BIUTIFUL
Centrado principalmente na figura de Javier Bardem em mais uma atuação magistral - que lhe deu o prêmio de melhor ator em Cannes e sua terceira indicação ao Oscar - "Biutiful" mostra uma Espanha caótica, opressiva e feia, distante anos-luz dos cartões postais. O protagonista, Uxbal, não tem absolutamente nada de herói: ele vive de explorar negócios ilícitos - pirataria e sub-empregos para imigrantes chineses - e seu dom de conversar com mortos. Diagnosticado com um câncer terminal, ele precisa resolver seus problemas familiares em menos de dois meses, mas para isso terá que lidar com a esposa bipolar (ótima atuação da atriz Maricel Álvarez) e com os dois filhos pequenos, que vivem em um apartamento apertado e claustrofóbico. Enquanto convive com o medo de ser esquecido pelas crianças, ele também é obrigado a consertar alguns de seus erros mais trágicos, encarnados na figura de Ige (Diaryatou Daff), uma africana cujo marido foi deportado devido a um ato involuntário de Uxbal.

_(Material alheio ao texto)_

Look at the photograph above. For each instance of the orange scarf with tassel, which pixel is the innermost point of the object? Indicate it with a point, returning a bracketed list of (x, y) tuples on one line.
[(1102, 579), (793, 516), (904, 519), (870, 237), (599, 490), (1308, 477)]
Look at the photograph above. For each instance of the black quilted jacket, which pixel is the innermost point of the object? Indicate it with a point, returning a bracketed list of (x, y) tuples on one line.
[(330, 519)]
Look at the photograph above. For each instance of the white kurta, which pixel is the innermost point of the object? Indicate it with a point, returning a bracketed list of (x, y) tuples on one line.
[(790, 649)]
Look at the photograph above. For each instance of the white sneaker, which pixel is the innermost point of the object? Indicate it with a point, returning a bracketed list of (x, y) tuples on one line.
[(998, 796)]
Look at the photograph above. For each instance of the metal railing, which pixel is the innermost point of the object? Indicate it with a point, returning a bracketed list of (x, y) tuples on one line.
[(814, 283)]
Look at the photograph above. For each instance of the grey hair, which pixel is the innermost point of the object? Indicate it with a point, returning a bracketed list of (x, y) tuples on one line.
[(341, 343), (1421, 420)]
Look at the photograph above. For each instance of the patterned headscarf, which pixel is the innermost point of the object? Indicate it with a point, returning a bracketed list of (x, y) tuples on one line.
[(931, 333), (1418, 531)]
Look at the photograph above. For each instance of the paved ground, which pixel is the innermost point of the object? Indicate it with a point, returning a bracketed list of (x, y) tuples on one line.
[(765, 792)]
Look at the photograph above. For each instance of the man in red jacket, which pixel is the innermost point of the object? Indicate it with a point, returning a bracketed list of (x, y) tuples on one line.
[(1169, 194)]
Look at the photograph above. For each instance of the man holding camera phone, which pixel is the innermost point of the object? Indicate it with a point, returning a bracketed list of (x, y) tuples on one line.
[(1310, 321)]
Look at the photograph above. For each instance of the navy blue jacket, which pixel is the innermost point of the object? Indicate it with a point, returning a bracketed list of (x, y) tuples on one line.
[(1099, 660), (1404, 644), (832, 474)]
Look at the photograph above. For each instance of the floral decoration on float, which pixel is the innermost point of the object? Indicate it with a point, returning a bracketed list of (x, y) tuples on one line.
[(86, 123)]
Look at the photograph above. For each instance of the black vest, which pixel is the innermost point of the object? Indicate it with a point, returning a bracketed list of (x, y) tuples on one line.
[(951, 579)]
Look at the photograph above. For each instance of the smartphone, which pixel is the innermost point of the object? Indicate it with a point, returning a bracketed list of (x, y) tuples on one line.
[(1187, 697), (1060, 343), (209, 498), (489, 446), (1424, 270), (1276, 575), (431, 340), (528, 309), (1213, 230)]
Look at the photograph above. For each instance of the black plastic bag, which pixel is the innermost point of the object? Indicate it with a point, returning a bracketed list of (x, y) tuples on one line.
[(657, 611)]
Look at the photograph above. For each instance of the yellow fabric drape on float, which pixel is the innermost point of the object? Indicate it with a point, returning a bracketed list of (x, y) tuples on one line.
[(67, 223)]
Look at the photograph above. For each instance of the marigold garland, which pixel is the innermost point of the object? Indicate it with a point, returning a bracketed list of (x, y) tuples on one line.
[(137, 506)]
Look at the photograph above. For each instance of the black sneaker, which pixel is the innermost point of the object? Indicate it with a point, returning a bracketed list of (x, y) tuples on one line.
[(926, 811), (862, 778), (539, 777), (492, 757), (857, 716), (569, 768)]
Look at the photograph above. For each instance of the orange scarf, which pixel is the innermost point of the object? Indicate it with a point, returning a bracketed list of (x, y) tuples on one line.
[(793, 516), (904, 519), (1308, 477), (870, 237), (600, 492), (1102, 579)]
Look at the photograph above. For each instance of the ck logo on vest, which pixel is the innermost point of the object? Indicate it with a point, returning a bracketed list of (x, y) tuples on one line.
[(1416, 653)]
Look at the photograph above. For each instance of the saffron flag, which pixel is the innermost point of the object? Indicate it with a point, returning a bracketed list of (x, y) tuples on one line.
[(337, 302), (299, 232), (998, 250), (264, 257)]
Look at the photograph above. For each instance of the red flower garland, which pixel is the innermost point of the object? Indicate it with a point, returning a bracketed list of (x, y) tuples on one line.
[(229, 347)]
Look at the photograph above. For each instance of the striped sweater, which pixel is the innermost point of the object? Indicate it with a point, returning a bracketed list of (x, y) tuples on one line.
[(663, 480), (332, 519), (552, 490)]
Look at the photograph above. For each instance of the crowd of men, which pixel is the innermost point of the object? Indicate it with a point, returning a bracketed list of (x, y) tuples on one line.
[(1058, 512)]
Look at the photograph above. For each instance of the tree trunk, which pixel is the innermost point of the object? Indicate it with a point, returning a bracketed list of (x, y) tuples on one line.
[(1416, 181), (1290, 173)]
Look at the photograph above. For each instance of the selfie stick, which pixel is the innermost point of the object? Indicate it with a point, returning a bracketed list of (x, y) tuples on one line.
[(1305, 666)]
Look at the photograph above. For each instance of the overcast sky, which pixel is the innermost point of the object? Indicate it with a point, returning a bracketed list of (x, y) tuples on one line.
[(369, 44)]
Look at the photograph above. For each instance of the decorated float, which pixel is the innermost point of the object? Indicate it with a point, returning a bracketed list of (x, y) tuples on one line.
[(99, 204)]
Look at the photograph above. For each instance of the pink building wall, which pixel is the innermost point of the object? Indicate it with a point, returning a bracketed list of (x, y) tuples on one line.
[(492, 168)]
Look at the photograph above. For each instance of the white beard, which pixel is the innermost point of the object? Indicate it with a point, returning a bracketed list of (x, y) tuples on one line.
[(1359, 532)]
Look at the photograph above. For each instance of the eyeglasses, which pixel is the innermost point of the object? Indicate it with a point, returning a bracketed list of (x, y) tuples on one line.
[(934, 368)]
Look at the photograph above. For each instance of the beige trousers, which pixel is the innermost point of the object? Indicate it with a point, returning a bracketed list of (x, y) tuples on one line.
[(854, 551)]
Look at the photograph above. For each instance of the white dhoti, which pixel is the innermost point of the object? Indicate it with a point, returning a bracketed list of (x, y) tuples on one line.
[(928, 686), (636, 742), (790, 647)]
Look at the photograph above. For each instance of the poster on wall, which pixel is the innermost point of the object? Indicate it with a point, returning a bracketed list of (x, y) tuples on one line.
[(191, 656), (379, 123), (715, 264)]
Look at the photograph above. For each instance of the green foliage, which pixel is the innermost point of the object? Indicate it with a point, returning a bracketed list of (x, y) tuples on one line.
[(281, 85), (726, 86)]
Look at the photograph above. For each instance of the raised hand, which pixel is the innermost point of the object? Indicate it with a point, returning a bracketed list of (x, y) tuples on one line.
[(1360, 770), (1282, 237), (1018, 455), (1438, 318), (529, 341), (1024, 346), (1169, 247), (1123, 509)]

"Biutiful" é o primeiro trabalho de Iñarritu sem seu parceiro de longa data, o roteirista Guillermo Arriaga, e, por mais forte que o filme seja, sua ausência faz falta. O padrão e o estilo do cineasta continuam contundentes mas o roteiro de "Biutiful" carece, em certos momentos, de sutileza. Mesmo que todas as histórias paralelas narradas no longa sejam muito interessantes, elas soam um tanto deslocadas da trama central. A trajetória de Uxbal em direção a seu destino - que ecoa belissimamente a primeira cena - seria o suficiente para emocionar a plateia, e o faz magnificamente, mas em vários momentos desvia a atenção do público do essencial, além de estender desnecessariamente a duração do filme. Felizmente muitas outras qualidades brilham no resultado final, o que minimiza muito seus pecadilhos.
A fotografia do sempre competente Rodrigo Prieto não busca nunca o belo, em uma suprema ironia em relação ao título: os ângulos de Iñarritu são estranhos, desagradáveis, sufocantes, até mesmo feios. A trilha sonora de Gustavo Santaolalla - vencedor do Oscar por "Babel" - comenta a ação sem a intenção de tornar-se exaustivamente imponente, e a edição de Stephen Mirrione - também dono de um Oscar, por "Traffic" - é discreta e eficiente, ligando a primeira e a última cena de maneira tocante e jamais piegas. No entanto, nenhuma qualidade é maior, em "Biutiful", do que o trabalho extraordinário de Javier Bardem.
Não é à toa que Bardem é, hoje em dia, um dos atores estrangeiros mais populares de Hollywood, tendo inclusive a possibilidade de ser o vilão do próximo 007: sem sua atuação gigantesca, era bem provável que "Biutiful" não tivesse a mesma força. Uxbal não é uma personagem carismática, mas o olhar expressivo de Bardem, sua voz sempre no tom exato e a maneira com que domina cada milímetro da tela conquistam o público e elevam o filme a um patamar muito acima do convencional. É o fascinante trabalho de Bardem que faz com que o tom pessimista da história não assuste o público e, pelo contrário, o conquiste acima de qualquer dúvida. "Biutiful" não é um filme para qualquer um, mas é impossível não se deixar atingir por sua força dramática.